Even though Tesla is facing a plunge in sales across its European markets due to protests and boycotts over Elon Musk's political stance, and with the broader electric vehicle market in Europe growing by approximately 28% YoY but declined by nearly half vs last year's records particularly for Tesla, its moving in other parts of the world is spectacular to offset Tesla's shortfall in the EU. Brief factory shutdowns for several weeks to upgrade the plants for its best-selling Model Y sport utility vehicle, also constrained supply but is a strong factor of increasing sales soon. Let's not forget that Tesla would be characterized correctly as a hybrid of an AI leader and an EV leader at the same time, which also manages to make competitors partners by simply providing them with necessary and actually unavoidable infrastructure and batteries.

Wedbush Securities has issued the most bullish call to shift its Tesla’s price target to $500 from recent $350, meaning a nearly 47% upside potential. It is positioning Tesla as “one of the best pure plays on AI for the next decade,” emphasizing the company’s artificial intelligence, robotics and full self-driving (FSD) ambitions as key value drivers. Launching FSD rollout in China just began in Q1, and its expected deployment in Europe will follow, probably in summer, with pending regulatory approval. High-volume production of the Optimus robots is planned for 2026; initial customer deliveries are projected for 2027 to unlock at least $1 trillion in AI-related extra valuation. This may double Tesla’s market caps to more than $2 trillion by late 2026. Again, Tesla announced its fresh lower-priced vehicle in the first half of 2025, starting around $30,000 including tax credits, which could align well with market conditions.

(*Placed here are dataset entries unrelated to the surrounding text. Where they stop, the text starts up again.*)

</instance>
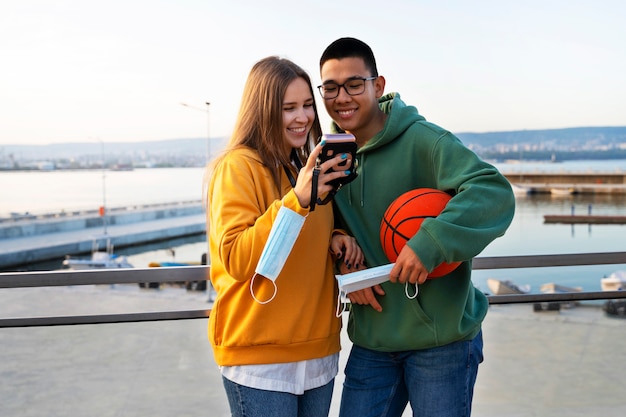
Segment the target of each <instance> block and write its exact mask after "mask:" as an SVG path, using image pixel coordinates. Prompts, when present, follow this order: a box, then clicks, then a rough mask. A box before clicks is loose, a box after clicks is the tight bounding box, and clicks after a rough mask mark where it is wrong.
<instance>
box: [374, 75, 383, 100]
mask: <svg viewBox="0 0 626 417" xmlns="http://www.w3.org/2000/svg"><path fill="white" fill-rule="evenodd" d="M385 83H386V81H385V77H383V76H382V75H379V76H378V78H376V79H375V80H374V88H375V91H376V97H377V98H381V97H382V96H383V94H385Z"/></svg>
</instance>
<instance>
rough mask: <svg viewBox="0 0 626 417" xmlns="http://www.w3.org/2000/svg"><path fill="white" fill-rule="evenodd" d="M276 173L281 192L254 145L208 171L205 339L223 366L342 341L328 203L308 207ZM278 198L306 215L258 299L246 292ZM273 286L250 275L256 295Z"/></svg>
mask: <svg viewBox="0 0 626 417" xmlns="http://www.w3.org/2000/svg"><path fill="white" fill-rule="evenodd" d="M281 175H282V177H281V186H282V190H281V192H280V194H279V193H278V192H277V190H276V186H275V185H274V182H273V180H272V176H271V173H270V171H269V170H268V169H267V168H265V167H264V166H263V165H262V163H261V162H260V160H259V158H258V156H257V153H256V152H255V151H253V150H251V149H237V150H234V151H232V152H230V153H229V154H228V155H227V156H226V157H225V158H224V159H223V160H222V161H221V163H220V164H219V165H218V166H217V167H216V169H215V171H214V172H213V175H212V177H211V181H210V184H209V194H208V198H209V207H208V210H207V217H208V219H207V220H208V225H209V226H208V229H209V253H210V263H211V283H212V284H213V286H214V287H215V289H216V291H217V294H218V295H217V298H216V301H215V304H214V305H213V309H212V311H211V316H210V318H209V340H210V341H211V344H212V346H213V353H214V356H215V361H216V362H217V364H218V365H221V366H233V365H250V364H267V363H284V362H295V361H301V360H306V359H315V358H321V357H324V356H327V355H330V354H333V353H336V352H338V351H339V349H340V342H339V334H340V330H341V319H338V318H337V317H335V308H336V303H337V294H338V290H337V285H336V281H335V278H334V274H333V256H332V254H331V253H330V251H329V245H330V240H331V236H332V232H333V212H332V205H331V204H328V205H324V206H318V207H317V208H316V210H315V211H313V212H312V213H309V211H308V208H303V207H301V206H300V204H299V203H298V199H297V197H296V195H295V193H294V192H293V189H292V187H291V184H290V183H289V180H288V178H287V176H286V175H285V173H284V172H282V170H281ZM282 205H284V206H285V207H287V208H289V209H291V210H293V211H295V212H297V213H299V214H301V215H302V216H307V217H306V221H305V222H304V226H303V228H302V230H301V232H300V235H299V237H298V239H297V241H296V243H295V245H294V247H293V249H292V251H291V254H290V255H289V258H288V260H287V262H286V263H285V266H284V267H283V269H282V271H281V273H280V275H279V276H278V278H277V279H276V281H275V284H276V287H277V292H276V297H275V298H274V299H273V300H272V301H270V302H269V303H267V304H259V303H258V302H256V301H255V300H254V299H253V298H252V295H251V292H250V281H251V279H252V277H253V276H254V273H255V272H254V270H255V268H256V265H257V263H258V261H259V258H260V256H261V252H262V251H263V247H264V245H265V242H266V241H267V238H268V236H269V233H270V230H271V228H272V224H273V222H274V219H275V218H276V215H277V214H278V210H279V209H280V207H281V206H282ZM273 292H274V286H273V284H272V282H271V281H270V280H268V279H266V278H264V277H262V276H257V277H256V278H255V281H254V293H255V296H256V297H257V299H259V300H267V299H269V298H271V296H272V294H273Z"/></svg>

Elon Musk’s Neuralink project successfully raised $600 million, valued up to $9 billion by some analysts. It develops brain-computer interfaces (BCIs). Their flagship product, called "The Link," is a coin-sized implantable device to control various devices with thoughts.

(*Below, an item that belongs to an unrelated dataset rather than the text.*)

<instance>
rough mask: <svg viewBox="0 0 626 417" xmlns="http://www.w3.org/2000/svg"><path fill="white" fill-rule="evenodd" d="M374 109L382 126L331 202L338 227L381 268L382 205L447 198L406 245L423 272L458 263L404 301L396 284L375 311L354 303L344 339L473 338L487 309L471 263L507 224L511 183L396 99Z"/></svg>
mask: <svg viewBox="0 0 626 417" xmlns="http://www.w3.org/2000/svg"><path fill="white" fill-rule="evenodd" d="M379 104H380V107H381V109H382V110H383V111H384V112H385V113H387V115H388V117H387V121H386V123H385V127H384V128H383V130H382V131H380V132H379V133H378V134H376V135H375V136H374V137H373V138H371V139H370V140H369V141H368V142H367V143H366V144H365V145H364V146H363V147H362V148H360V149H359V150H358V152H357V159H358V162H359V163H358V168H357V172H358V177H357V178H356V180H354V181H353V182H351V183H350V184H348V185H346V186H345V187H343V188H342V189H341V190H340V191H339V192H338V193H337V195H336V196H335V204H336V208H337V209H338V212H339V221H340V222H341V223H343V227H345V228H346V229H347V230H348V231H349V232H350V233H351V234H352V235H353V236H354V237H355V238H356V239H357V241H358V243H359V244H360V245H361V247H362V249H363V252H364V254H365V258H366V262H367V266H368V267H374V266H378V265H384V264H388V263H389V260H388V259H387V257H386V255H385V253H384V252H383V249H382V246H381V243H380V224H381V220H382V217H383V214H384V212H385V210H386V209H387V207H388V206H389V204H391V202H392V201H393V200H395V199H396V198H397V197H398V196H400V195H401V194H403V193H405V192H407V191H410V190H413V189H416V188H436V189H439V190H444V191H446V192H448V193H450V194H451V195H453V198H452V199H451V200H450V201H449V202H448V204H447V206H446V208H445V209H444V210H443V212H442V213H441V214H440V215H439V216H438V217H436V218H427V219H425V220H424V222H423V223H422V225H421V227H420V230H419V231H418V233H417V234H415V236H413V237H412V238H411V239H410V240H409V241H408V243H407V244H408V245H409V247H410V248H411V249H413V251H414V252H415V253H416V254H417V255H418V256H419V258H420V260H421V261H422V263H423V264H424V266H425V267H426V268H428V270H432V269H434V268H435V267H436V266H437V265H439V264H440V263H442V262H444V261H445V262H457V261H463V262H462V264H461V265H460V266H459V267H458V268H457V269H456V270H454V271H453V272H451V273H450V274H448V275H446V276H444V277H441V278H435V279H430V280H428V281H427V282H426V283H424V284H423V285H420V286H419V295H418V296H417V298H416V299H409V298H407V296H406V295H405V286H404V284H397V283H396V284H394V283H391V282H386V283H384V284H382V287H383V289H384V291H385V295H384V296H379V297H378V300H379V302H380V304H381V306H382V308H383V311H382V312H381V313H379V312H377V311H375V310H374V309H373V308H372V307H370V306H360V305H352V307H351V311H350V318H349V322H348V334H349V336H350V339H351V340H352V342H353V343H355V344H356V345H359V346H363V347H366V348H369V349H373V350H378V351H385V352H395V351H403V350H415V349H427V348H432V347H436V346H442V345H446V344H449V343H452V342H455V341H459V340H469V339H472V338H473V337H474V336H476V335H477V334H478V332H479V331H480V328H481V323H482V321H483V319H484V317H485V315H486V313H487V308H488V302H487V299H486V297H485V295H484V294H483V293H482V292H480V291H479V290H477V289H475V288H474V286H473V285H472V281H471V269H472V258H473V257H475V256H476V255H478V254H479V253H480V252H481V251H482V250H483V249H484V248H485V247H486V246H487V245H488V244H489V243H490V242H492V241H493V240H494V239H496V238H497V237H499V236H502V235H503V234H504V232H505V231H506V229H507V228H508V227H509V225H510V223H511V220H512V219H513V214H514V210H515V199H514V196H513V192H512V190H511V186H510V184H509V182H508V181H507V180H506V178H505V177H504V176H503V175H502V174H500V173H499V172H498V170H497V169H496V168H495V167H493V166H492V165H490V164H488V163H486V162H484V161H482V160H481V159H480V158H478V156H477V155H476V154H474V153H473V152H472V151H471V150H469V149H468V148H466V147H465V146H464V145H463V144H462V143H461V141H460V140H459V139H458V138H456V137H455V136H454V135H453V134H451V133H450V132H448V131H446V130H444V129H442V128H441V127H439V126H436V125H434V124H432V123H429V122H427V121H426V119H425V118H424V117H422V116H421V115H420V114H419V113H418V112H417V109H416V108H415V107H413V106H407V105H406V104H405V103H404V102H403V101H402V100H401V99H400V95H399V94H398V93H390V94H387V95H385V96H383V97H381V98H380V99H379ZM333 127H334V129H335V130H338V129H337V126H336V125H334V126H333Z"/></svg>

All of the above are natural fundamental background behind a new round of Tesla's rally to new heights, not to mention such a "trifle" as a simple repetition of the historical peaks of December and January around $480. From a technical point of view, Tesla's price consolidation between $330 and $355, to digest the set of news from April 22-23, lasted only two weeks until yesterday's trading session on May 27 when the situation ultimately resolved in favour of further gains. It therefore makes sense to reiterate a very short-term horizon for Tesla within the range from $400 to $420, where the price has a high chance of being as early as June, with targets above $500 in the medium term, and most likely within the next few months, or at least until the end of 2025.